One was a story in which 50 former and current football players were interviewed and it paints Beckman as a coach some players feel can be verbally harsh and sometimes physically confrontational on the practice field while other players view him as caring, concerned and willing to listen to player issues.
Then came a story about Mike Divilbiss, the former associate head coach in women’s basketball who departed after the school learned more details about complaints in that program.
That story tracked players who had played for Divilbiss when he was head coach at Idaho and many of them talked about an emotional coach whose in-your-face tactics contributed to a number of transfers.
I saw nothing in the report about Beckman that would be a fireable offense, although the external investigation currently being conducted by a Chicago law firm may uncover other facts.
In the women’s basketball story, it appears the administration could have done a much more thorough job investigating Divilbiss and his reputation at past stops.
Even if Beckman survives the current investigation, his tenure is unstable.
First of all, the women’s basketball investigation becomes relevant to Beckman should it impact the status of AD Mike Thomas, who is named in the $10 million lawsuit.

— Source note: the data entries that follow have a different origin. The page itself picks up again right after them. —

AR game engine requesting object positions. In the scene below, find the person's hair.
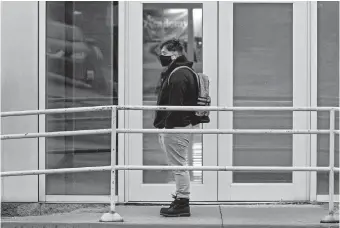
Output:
[160,39,184,53]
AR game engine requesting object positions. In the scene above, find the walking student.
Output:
[154,39,207,217]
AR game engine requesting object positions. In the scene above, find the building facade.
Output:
[1,1,340,202]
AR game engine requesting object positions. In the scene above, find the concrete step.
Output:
[2,205,339,228]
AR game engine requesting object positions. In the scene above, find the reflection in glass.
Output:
[46,2,118,195]
[317,2,339,195]
[233,3,293,183]
[143,4,202,183]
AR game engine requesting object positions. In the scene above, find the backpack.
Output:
[168,66,211,122]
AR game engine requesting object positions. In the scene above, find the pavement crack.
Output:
[218,205,224,228]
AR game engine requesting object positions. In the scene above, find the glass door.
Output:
[218,2,310,201]
[126,2,217,201]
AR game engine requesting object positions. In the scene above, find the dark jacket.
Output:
[154,56,199,128]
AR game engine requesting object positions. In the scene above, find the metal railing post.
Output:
[99,106,123,222]
[321,109,339,223]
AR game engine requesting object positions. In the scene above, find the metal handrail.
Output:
[0,105,340,223]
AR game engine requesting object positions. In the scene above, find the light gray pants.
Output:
[159,125,192,199]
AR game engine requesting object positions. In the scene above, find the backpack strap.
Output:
[168,66,200,89]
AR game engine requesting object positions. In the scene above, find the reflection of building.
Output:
[1,2,339,202]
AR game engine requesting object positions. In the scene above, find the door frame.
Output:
[125,2,218,202]
[218,2,310,201]
[309,1,340,202]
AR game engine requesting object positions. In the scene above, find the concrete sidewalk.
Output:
[1,205,339,228]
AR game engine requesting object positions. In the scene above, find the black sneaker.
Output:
[160,196,191,217]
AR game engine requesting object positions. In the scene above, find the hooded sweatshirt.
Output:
[154,56,199,129]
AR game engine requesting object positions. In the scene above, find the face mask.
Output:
[159,55,172,67]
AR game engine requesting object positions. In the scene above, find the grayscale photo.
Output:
[0,0,340,228]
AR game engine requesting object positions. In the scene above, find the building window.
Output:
[317,2,339,195]
[46,1,118,195]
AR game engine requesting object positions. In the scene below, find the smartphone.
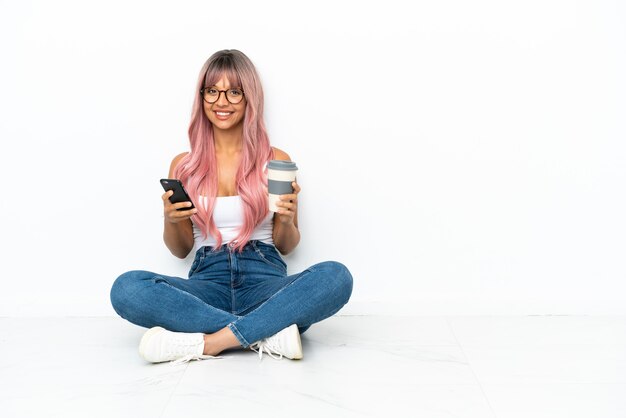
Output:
[161,179,195,210]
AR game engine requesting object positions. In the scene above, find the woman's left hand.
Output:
[276,181,301,224]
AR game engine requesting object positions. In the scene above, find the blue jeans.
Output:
[111,241,352,347]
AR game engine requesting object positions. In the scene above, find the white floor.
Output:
[0,316,626,418]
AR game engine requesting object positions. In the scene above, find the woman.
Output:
[111,50,352,363]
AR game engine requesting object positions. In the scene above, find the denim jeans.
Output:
[111,241,352,347]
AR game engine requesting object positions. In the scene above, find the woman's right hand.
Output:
[161,190,197,224]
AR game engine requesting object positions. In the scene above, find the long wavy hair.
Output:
[174,49,274,251]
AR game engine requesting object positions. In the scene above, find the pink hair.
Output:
[174,49,274,251]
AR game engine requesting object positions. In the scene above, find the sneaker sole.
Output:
[290,324,302,360]
[139,327,165,363]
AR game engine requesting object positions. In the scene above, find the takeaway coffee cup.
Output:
[267,160,298,212]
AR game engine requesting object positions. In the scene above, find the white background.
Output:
[0,0,626,316]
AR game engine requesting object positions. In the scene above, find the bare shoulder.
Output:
[169,152,189,178]
[272,147,291,161]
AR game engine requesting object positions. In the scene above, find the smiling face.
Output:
[203,76,246,131]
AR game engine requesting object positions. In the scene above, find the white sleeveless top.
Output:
[192,196,274,250]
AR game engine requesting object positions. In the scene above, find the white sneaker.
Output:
[139,327,215,363]
[250,324,302,360]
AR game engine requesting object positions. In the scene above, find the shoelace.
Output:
[170,354,221,366]
[250,339,283,360]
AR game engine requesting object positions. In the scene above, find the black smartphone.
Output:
[161,179,195,210]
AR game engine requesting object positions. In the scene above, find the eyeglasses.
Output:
[200,86,243,104]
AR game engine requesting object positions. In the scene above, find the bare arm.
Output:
[272,148,301,254]
[161,153,196,258]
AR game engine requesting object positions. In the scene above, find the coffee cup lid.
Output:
[267,160,298,171]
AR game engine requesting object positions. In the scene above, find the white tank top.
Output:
[192,196,274,250]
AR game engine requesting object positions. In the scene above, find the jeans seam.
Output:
[228,322,250,348]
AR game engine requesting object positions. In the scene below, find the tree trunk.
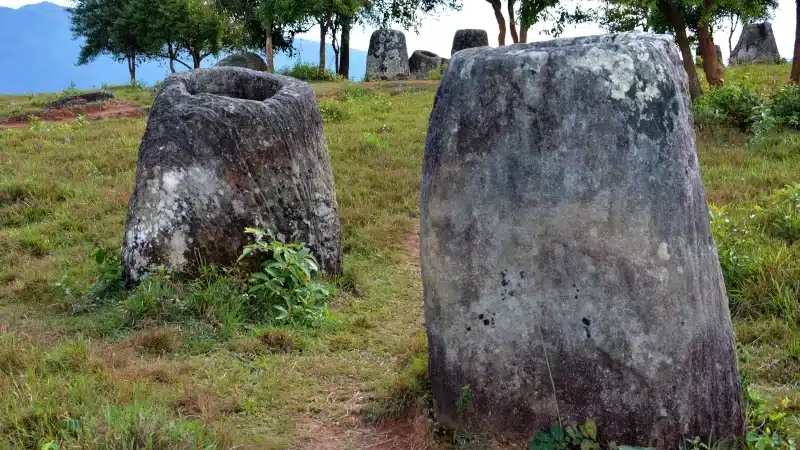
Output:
[698,24,723,87]
[264,19,275,73]
[338,17,350,79]
[508,0,519,44]
[789,0,800,84]
[319,20,328,72]
[486,0,506,45]
[128,53,136,85]
[167,42,176,73]
[192,50,205,69]
[656,0,703,101]
[698,0,724,87]
[728,13,739,54]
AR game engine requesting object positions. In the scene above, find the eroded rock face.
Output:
[408,50,444,79]
[450,29,489,58]
[729,22,781,65]
[366,29,409,81]
[421,33,744,449]
[123,67,341,282]
[216,52,267,72]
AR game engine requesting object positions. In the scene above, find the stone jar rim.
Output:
[158,66,316,106]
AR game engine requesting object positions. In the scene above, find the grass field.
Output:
[0,66,800,449]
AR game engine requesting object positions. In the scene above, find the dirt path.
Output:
[0,100,145,129]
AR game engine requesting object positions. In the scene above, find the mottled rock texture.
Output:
[123,67,341,282]
[366,29,409,81]
[408,50,445,79]
[450,29,489,58]
[421,33,744,448]
[216,52,267,72]
[729,22,781,65]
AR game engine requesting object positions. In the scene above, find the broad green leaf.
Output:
[583,419,597,441]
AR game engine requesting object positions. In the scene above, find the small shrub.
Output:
[768,84,800,128]
[258,330,296,353]
[361,132,384,151]
[132,328,179,355]
[694,84,761,131]
[753,183,800,245]
[425,63,447,80]
[340,83,375,100]
[528,420,600,450]
[319,99,349,122]
[86,248,125,301]
[238,228,334,327]
[280,62,337,81]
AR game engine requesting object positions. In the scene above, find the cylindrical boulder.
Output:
[450,29,489,58]
[408,50,444,78]
[122,67,342,283]
[366,29,409,81]
[728,22,781,65]
[216,52,267,72]
[420,33,744,449]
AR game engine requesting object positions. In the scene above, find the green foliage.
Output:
[239,228,334,327]
[767,84,800,128]
[711,186,800,323]
[752,183,800,245]
[741,370,797,450]
[528,419,604,450]
[319,99,349,123]
[694,84,761,131]
[70,0,160,82]
[425,63,447,81]
[281,61,337,81]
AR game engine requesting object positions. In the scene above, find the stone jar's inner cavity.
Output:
[187,69,283,102]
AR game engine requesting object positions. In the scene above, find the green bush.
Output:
[280,62,337,81]
[694,84,761,131]
[425,63,447,80]
[319,99,349,122]
[768,85,800,128]
[239,228,334,327]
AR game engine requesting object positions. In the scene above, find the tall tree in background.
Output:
[789,0,800,84]
[217,0,308,72]
[486,0,506,45]
[599,0,777,100]
[69,0,160,83]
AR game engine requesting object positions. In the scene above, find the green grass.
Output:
[0,66,800,448]
[0,86,154,119]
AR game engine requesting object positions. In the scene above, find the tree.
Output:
[599,0,776,100]
[69,0,160,83]
[217,0,308,72]
[789,0,800,84]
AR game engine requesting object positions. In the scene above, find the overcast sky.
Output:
[0,0,796,59]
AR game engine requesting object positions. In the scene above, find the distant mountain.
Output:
[0,2,367,94]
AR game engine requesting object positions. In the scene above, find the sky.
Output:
[0,0,796,61]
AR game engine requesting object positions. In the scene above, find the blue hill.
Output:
[0,2,367,94]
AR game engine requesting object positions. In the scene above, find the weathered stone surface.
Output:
[216,52,267,72]
[728,22,781,65]
[408,50,445,78]
[421,33,744,448]
[123,67,341,282]
[450,29,489,58]
[366,29,409,81]
[42,91,114,110]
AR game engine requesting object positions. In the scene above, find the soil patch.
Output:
[0,100,145,129]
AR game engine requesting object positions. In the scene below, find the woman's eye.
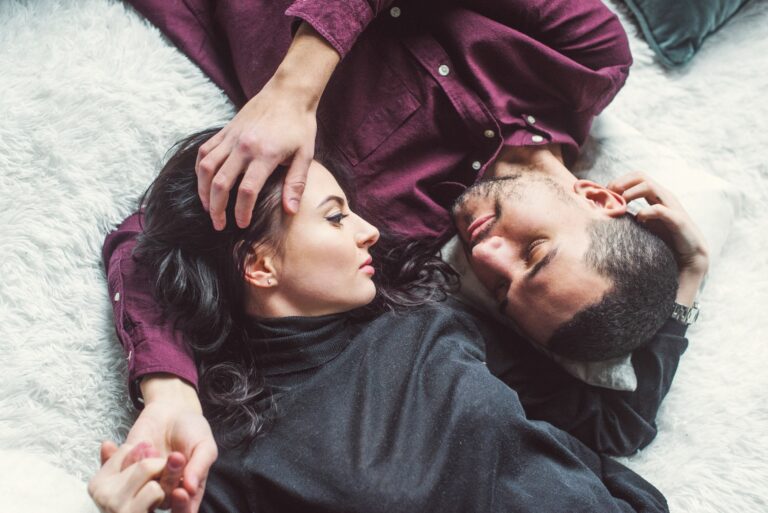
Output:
[325,212,349,225]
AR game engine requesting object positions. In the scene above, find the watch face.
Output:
[672,303,699,326]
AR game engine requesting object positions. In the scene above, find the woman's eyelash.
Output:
[326,213,349,224]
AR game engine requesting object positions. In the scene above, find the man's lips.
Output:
[467,214,496,242]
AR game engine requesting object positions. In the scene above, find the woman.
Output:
[89,132,666,512]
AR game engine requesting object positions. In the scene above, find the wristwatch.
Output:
[670,301,699,326]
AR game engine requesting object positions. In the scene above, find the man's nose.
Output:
[472,236,507,274]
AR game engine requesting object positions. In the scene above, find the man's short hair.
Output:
[545,214,678,361]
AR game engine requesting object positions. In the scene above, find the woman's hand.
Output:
[195,22,340,230]
[608,172,709,306]
[88,442,166,513]
[123,374,218,513]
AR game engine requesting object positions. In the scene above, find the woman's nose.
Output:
[357,218,379,248]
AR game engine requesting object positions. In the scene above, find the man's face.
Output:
[454,175,611,344]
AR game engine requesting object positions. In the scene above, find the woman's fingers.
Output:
[171,488,195,513]
[158,452,187,509]
[99,440,117,465]
[129,480,165,513]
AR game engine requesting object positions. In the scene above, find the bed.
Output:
[0,0,768,513]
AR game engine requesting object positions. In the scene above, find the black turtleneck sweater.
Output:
[201,304,667,513]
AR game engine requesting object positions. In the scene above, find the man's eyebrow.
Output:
[524,248,558,283]
[317,194,346,208]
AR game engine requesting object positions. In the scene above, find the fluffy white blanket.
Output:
[0,0,768,513]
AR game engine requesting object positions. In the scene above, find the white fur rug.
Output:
[0,0,768,513]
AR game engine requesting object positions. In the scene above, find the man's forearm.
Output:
[271,22,341,110]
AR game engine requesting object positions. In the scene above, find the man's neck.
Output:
[487,144,575,181]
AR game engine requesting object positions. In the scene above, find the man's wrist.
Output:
[139,373,203,413]
[675,269,706,307]
[270,22,341,110]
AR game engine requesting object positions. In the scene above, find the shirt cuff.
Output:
[285,0,375,59]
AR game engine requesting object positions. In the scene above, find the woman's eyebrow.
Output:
[317,194,346,208]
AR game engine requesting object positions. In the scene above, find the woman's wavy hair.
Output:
[134,128,458,445]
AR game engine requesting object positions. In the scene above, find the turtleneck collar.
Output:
[247,312,352,376]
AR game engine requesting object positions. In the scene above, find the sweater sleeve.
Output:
[432,308,668,512]
[102,213,197,408]
[487,320,688,455]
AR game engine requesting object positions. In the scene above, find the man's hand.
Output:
[88,442,168,513]
[124,374,218,513]
[195,23,340,230]
[608,172,709,306]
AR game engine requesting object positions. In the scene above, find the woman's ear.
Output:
[573,180,627,217]
[245,253,277,289]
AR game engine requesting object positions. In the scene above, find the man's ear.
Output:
[573,180,627,217]
[245,252,277,289]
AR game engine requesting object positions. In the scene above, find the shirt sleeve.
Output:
[285,0,394,59]
[102,214,197,408]
[487,320,688,455]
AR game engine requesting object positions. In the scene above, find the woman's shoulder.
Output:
[361,299,485,361]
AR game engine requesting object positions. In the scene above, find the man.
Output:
[100,0,708,510]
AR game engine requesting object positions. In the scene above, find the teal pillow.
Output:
[624,0,749,67]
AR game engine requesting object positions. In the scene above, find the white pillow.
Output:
[441,113,742,391]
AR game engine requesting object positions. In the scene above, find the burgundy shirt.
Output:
[104,0,632,397]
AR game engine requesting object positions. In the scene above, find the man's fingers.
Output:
[195,137,233,210]
[159,452,187,509]
[622,182,665,205]
[195,127,227,170]
[171,488,192,513]
[235,160,276,228]
[120,442,153,470]
[209,148,248,230]
[122,458,166,497]
[283,153,312,214]
[635,204,680,231]
[99,440,117,465]
[129,480,165,513]
[101,444,134,474]
[184,439,219,496]
[607,171,648,194]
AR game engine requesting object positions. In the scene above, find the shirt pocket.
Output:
[318,50,421,166]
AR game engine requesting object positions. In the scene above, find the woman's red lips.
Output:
[467,214,495,242]
[360,255,376,276]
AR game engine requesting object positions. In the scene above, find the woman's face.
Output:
[256,161,379,316]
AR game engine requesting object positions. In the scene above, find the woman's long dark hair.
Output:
[134,128,457,445]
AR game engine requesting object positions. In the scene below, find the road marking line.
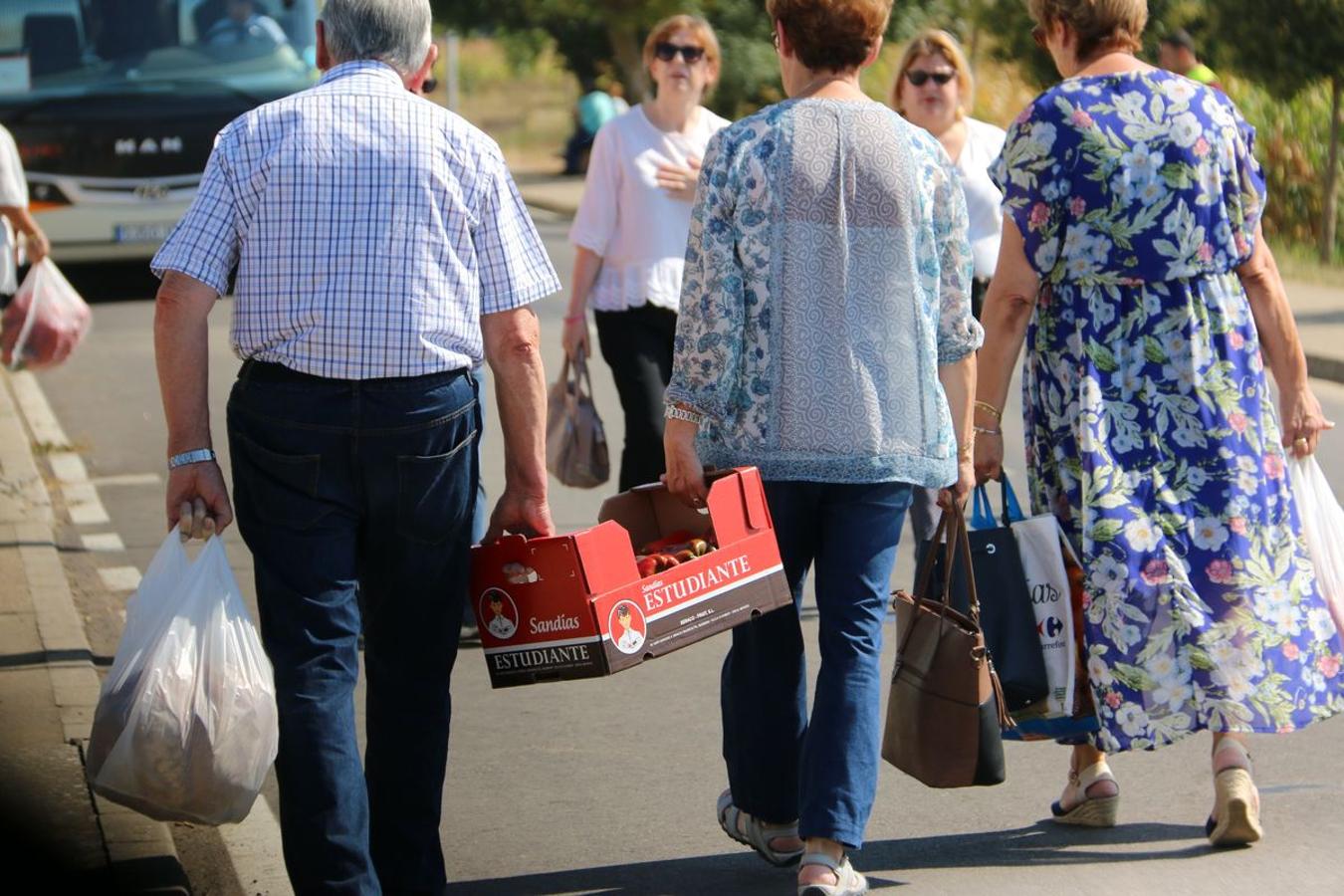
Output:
[99,566,139,591]
[61,482,112,526]
[9,370,70,449]
[89,473,162,485]
[47,451,89,484]
[80,532,126,554]
[216,793,295,896]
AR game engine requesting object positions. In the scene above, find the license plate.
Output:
[112,222,172,243]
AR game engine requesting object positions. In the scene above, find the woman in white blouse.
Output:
[891,28,1007,551]
[563,15,729,491]
[891,28,1006,317]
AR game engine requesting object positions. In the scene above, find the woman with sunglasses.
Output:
[561,15,729,492]
[891,28,1006,550]
[976,0,1344,846]
[891,28,1006,317]
[664,0,982,896]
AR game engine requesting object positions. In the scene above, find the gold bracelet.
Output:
[976,399,1004,422]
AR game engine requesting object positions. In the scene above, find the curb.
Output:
[1306,352,1344,383]
[0,373,191,895]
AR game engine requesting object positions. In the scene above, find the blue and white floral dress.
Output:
[994,72,1344,751]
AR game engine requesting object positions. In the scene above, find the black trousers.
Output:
[592,305,676,492]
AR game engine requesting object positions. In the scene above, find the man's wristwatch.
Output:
[168,449,215,470]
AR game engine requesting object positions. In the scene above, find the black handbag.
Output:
[915,478,1049,713]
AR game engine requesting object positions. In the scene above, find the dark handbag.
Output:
[915,477,1049,712]
[546,353,611,489]
[882,508,1012,787]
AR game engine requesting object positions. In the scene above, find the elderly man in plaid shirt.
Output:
[152,0,560,893]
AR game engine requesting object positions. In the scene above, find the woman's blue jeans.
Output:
[721,481,911,849]
[229,361,480,896]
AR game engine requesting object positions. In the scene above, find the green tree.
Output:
[1214,0,1344,262]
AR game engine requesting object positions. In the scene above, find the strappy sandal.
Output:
[798,853,868,896]
[1049,759,1120,827]
[718,789,802,868]
[1205,738,1264,846]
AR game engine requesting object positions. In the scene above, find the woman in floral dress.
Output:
[976,0,1344,845]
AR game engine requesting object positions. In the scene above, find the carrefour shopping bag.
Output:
[88,531,280,824]
[1287,457,1344,637]
[0,258,93,370]
[973,476,1099,740]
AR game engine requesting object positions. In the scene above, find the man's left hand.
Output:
[166,461,234,542]
[481,489,556,544]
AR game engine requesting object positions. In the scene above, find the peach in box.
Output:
[471,466,793,688]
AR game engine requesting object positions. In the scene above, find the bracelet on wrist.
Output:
[976,399,1004,420]
[663,404,704,426]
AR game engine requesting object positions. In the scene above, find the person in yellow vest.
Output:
[1157,28,1224,90]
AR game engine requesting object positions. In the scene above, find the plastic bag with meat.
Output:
[0,258,93,370]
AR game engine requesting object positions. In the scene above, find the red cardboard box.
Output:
[471,466,793,688]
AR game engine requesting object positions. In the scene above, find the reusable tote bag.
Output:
[915,486,1049,715]
[975,476,1099,740]
[882,507,1012,787]
[546,353,611,489]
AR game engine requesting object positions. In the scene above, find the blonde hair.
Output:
[890,28,976,118]
[644,13,721,93]
[1026,0,1148,62]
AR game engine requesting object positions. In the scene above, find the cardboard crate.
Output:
[471,468,793,688]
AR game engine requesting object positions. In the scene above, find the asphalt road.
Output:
[29,240,1344,896]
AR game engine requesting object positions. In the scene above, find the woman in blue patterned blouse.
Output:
[976,0,1344,845]
[664,0,982,893]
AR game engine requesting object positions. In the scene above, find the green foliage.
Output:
[1225,76,1344,262]
[1214,0,1344,97]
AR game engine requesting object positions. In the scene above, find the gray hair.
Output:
[322,0,433,76]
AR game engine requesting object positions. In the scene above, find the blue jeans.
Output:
[721,482,911,849]
[229,361,480,896]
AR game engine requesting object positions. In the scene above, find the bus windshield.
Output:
[0,0,318,105]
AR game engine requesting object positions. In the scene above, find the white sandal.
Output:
[1205,738,1264,846]
[798,853,868,896]
[718,789,802,868]
[1049,759,1120,827]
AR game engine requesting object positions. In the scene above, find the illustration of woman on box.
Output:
[485,588,518,641]
[664,0,982,896]
[615,603,644,653]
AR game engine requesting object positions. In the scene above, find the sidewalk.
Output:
[514,168,1344,383]
[0,370,189,893]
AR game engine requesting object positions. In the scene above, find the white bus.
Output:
[0,0,318,262]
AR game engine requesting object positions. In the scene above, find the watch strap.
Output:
[168,449,215,470]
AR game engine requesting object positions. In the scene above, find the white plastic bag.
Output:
[88,531,280,824]
[1287,457,1344,637]
[0,258,93,370]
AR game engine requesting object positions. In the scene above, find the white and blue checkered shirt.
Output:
[150,62,560,379]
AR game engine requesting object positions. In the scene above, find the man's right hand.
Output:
[166,461,234,542]
[483,489,556,544]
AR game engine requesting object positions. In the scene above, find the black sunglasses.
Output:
[653,40,704,66]
[906,69,957,88]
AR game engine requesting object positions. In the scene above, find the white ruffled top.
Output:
[569,107,729,312]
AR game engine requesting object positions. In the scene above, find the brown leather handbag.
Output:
[882,507,1012,787]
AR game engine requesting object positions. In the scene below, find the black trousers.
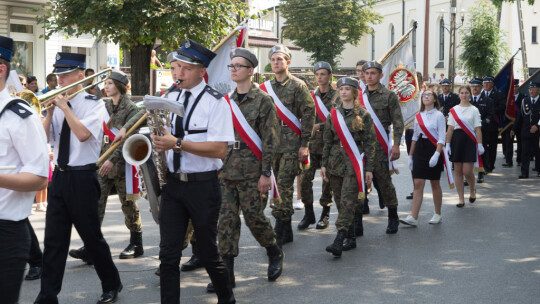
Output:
[0,219,30,304]
[521,132,540,176]
[35,170,120,303]
[28,220,43,267]
[159,174,232,304]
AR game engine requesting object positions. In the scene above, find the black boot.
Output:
[206,257,236,292]
[354,212,364,236]
[315,206,330,229]
[326,230,347,257]
[266,245,285,281]
[386,207,399,234]
[298,204,315,230]
[343,225,356,251]
[120,231,144,259]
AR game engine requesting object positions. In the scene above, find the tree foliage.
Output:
[459,0,509,77]
[38,0,245,95]
[279,0,382,67]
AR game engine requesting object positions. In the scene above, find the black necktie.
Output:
[57,102,71,169]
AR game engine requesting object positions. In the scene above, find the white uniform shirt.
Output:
[167,80,234,173]
[0,89,49,221]
[49,92,107,167]
[448,105,482,130]
[413,108,446,145]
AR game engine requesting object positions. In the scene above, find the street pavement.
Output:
[20,146,540,304]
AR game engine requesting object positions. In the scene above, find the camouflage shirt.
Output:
[309,87,340,154]
[219,84,279,180]
[270,74,316,153]
[366,85,405,161]
[101,95,138,178]
[321,106,378,176]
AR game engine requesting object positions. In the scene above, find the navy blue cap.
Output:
[53,52,86,75]
[482,76,495,82]
[0,36,14,62]
[174,39,216,67]
[440,78,452,85]
[469,77,482,86]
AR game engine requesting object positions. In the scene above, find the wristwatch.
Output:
[173,138,182,153]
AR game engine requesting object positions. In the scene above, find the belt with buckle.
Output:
[233,140,249,150]
[54,164,97,171]
[167,170,217,182]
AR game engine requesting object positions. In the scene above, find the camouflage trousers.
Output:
[300,154,332,207]
[328,174,364,231]
[218,177,276,257]
[98,175,142,232]
[272,152,301,221]
[373,160,398,208]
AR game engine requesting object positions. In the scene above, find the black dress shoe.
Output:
[97,284,124,304]
[24,266,42,281]
[184,254,203,271]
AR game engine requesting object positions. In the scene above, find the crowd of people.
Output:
[0,31,540,303]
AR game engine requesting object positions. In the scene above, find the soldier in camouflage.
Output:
[298,61,339,230]
[321,77,376,257]
[268,45,315,247]
[363,61,404,234]
[207,48,284,291]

It wouldn’t be the first time one of these matters created collateral damage and if something happens to Thomas, Beckman is done.
Simply put, Beckman won’t be another Big Ten AD’s cup of tea.
But even if Thomas avoids trouble, the bigger question he’ll have to honestly reconcile is whether Beckman is really the man the University of Illinois wants as the CEO of its football corporation.
The feeling is that last season’s 6-6 record, while trending upward, may be the ceiling under Beckman’s watch. I’d say a 5-7 finish this season would force a change.
Thomas could have fired Beckman after a 30-14 home loss to Iowa last Nov. 15. Instead, he decided to let the season play out and when Illinois upended Penn State and Northwestern in the final two games, the 6-6 record meant Illinois was bowl-bound and Thomas was trapped into keeping his coach.
It feels like a temporary reprieve. The offensive line is woefully thin and the season could skid sideways in a hurry should injury-prone quarterback Wes Lunt go down early without an experienced QB behind him.
The other truth is that the university has learned it must micromanage Beckman’s exposure to the media, shielding him from inquisitors who might force him to think on his feet.
The ability to be a convincing voice and a believable face of the program is part of the reason schools are willing to pay $2 million or more a year to fill these high-profile jobs.
At this week’s Big Ten media day it was revealing to see the adept way coaches like Michigan State’s Mark Dantonio, Ohio State’s Urban Meyer, Northwestern’s Pat Fitzgerald, Penn State’s James Franklin and Nebraska’s Mike Riley handled themselves in front of the media.
Never mind the winning, Beckman will never be the guy who dazzles and entertains with his wit and wisdom or who can be trusted to put the bat on fastball questions that beg him to confront hot topics.
Quirky is a style that works when it’s an off-shoot of championship football, but when it accompanies a 12-25 record over three seasons, it just feels cartoonish.
As I’ve said before, I find Tim Beckman to be a nice, likable man. But combine the losing, the puzzling moments of ineptitude as the pitchman for the product, a coaching style that has brought about a costly investigation, and I see a guy who’s in over his head, has been from the start and would be better suited on a smaller stage.
Count me among those who are ready to move to the next chapter.